At last week’s TIACA Air Cargo Forum in Miami, industry leaders gathered to assess the state of global air freight and peek into 2025’s crystal ball. One of the featured keynotes during the conference was delivered by Rotate CEO Ryan Keyrouse’s data-driven market analysis that holds important implications for Chicago’s air cargo community.

The headline number is impressive: 13% growth in 2024, with particular strength in Asia-Pacific routes. For Chicago-area companies, this translates into continued robust trans-Pacific volume, though Keyrouse emphasized that the nature of this cargo is evolving. Over half of China’s air exports now comprise e-commerce shipments – a dramatic shift that impacts everything from warehouse operations to customs processing.

A critical insight was that while capacity grew 8% in 2024, it still lags behind demand growth. This constraint isn’t going away soon, with Keyrouse projecting only 4.4% capacity growth in 2025. For local operators, this signals continued pressure on space and rates, particularly during peak seasons.

Perhaps most telling for us here in the US is the significant shift in aircraft deployment. Carriers are actively pulling freighter capacity from traditional routes – including Latin America and Africa – to serve the lucrative Asia-US trade lanes.
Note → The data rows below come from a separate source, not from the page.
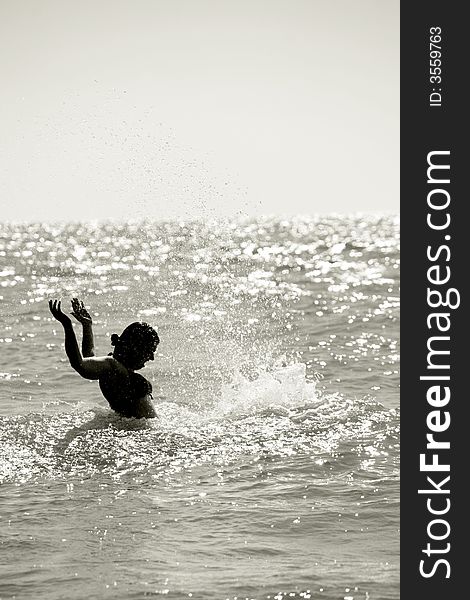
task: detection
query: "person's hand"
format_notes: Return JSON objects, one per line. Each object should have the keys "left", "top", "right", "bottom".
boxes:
{"left": 71, "top": 297, "right": 92, "bottom": 325}
{"left": 49, "top": 299, "right": 72, "bottom": 326}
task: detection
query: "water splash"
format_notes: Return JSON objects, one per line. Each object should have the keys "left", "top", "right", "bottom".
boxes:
{"left": 0, "top": 363, "right": 398, "bottom": 485}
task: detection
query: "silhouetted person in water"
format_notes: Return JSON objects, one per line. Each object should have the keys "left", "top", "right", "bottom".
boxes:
{"left": 49, "top": 298, "right": 159, "bottom": 418}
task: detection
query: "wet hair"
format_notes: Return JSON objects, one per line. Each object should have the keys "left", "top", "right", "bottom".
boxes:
{"left": 111, "top": 322, "right": 160, "bottom": 354}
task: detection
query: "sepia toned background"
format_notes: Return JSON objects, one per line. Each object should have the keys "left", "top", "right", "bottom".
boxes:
{"left": 1, "top": 0, "right": 398, "bottom": 221}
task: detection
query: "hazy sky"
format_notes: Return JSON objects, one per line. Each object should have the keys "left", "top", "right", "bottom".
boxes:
{"left": 1, "top": 0, "right": 399, "bottom": 222}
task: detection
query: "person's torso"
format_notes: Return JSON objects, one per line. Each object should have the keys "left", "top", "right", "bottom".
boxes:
{"left": 99, "top": 359, "right": 154, "bottom": 418}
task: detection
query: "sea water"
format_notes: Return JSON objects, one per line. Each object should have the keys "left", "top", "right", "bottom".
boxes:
{"left": 0, "top": 215, "right": 399, "bottom": 599}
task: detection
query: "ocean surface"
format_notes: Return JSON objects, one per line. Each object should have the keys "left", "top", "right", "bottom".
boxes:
{"left": 0, "top": 215, "right": 399, "bottom": 600}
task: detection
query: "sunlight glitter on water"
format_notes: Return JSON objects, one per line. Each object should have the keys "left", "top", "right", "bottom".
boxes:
{"left": 0, "top": 215, "right": 399, "bottom": 599}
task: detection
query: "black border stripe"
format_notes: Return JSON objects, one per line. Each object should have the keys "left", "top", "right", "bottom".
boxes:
{"left": 401, "top": 1, "right": 467, "bottom": 595}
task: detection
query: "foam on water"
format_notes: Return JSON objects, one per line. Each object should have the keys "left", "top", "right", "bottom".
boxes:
{"left": 0, "top": 363, "right": 398, "bottom": 486}
{"left": 217, "top": 363, "right": 321, "bottom": 417}
{"left": 0, "top": 216, "right": 399, "bottom": 599}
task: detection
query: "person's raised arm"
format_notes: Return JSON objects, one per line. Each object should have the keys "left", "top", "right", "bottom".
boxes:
{"left": 71, "top": 297, "right": 95, "bottom": 357}
{"left": 49, "top": 299, "right": 112, "bottom": 380}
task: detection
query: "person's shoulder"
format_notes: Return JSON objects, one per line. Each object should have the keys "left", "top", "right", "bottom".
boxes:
{"left": 102, "top": 355, "right": 125, "bottom": 371}
{"left": 92, "top": 356, "right": 129, "bottom": 383}
{"left": 76, "top": 354, "right": 118, "bottom": 380}
{"left": 87, "top": 355, "right": 121, "bottom": 372}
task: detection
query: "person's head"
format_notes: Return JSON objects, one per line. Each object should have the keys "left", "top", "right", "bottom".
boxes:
{"left": 111, "top": 322, "right": 159, "bottom": 370}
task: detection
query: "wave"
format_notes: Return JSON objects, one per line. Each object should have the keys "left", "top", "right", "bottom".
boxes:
{"left": 0, "top": 364, "right": 399, "bottom": 484}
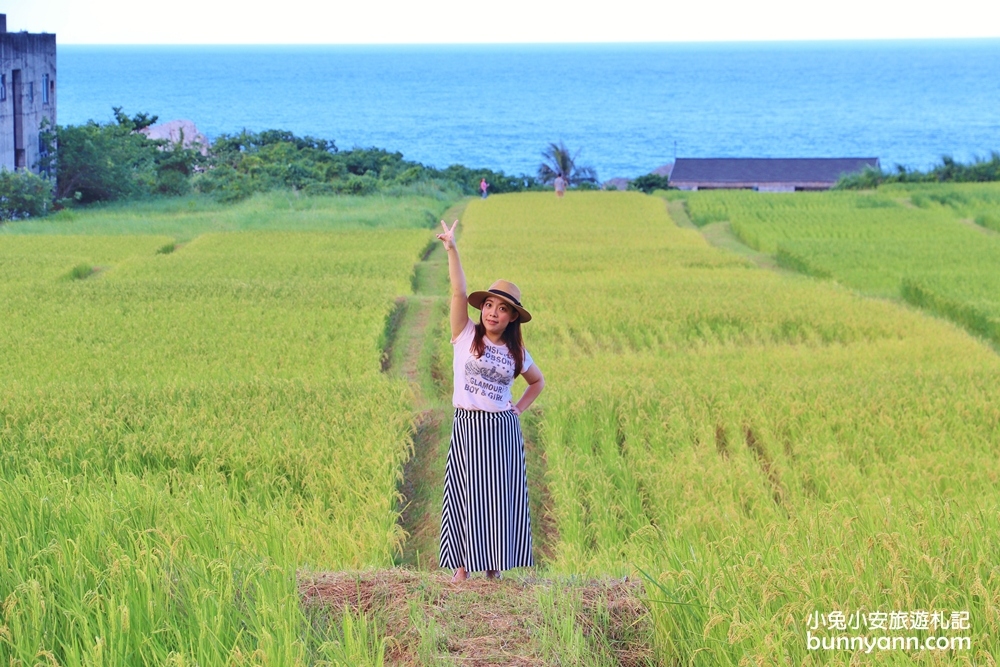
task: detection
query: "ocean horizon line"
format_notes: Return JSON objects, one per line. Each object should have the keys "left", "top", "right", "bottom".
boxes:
{"left": 56, "top": 37, "right": 1000, "bottom": 49}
This reallocation of aircraft has profound implications for Chicago’s role as a major cargo hub, potentially bringing additional challenges and opportunities.

The equipment situation adds another layer of complexity. With both Boeing and Airbus experiencing delays in their new freighter programs, airlines are keeping older aircraft in service longer. Keyrouse noted that within four years, a significant portion of the global freighter fleet will be over 30 years old. This aging fleet presents both challenges and opportunities for ground handlers and maintenance providers in the Chicago area.

Looking ahead to 2025, four key trends demand our attention:

  1. E-commerce Evolution: While U.S. markets mature, emerging markets present new opportunities. However, potential regulatory changes – particularly around de minimis thresholds – could reshape traffic patterns.
  2. Trade Policy Impact: Possible new tariffs could drive front-loading of shipments, similar to 2018-19 patterns. Chicago forwarders should watch inventory levels as a leading indicator.
  3. Capacity Constraints: Aircraft are operating at near-maximum utilization, with load factors on Asia-North America routes reaching 88%. With production delays affecting new freighters, older aircraft will need to remain in service longer.
  4. Ongoing Disruptions: From Red Sea routing changes to potential port strikes, supply chain flexibility remains crucial.

These trends suggest a 2025 marked by both opportunity and challenge. Our strategic position as a major inland port becomes even more valuable in this capacity-constrained environment, but success will require agility in responding to both regulatory changes driven by the political climate and election outcome which could directly impact e-commerce patterns.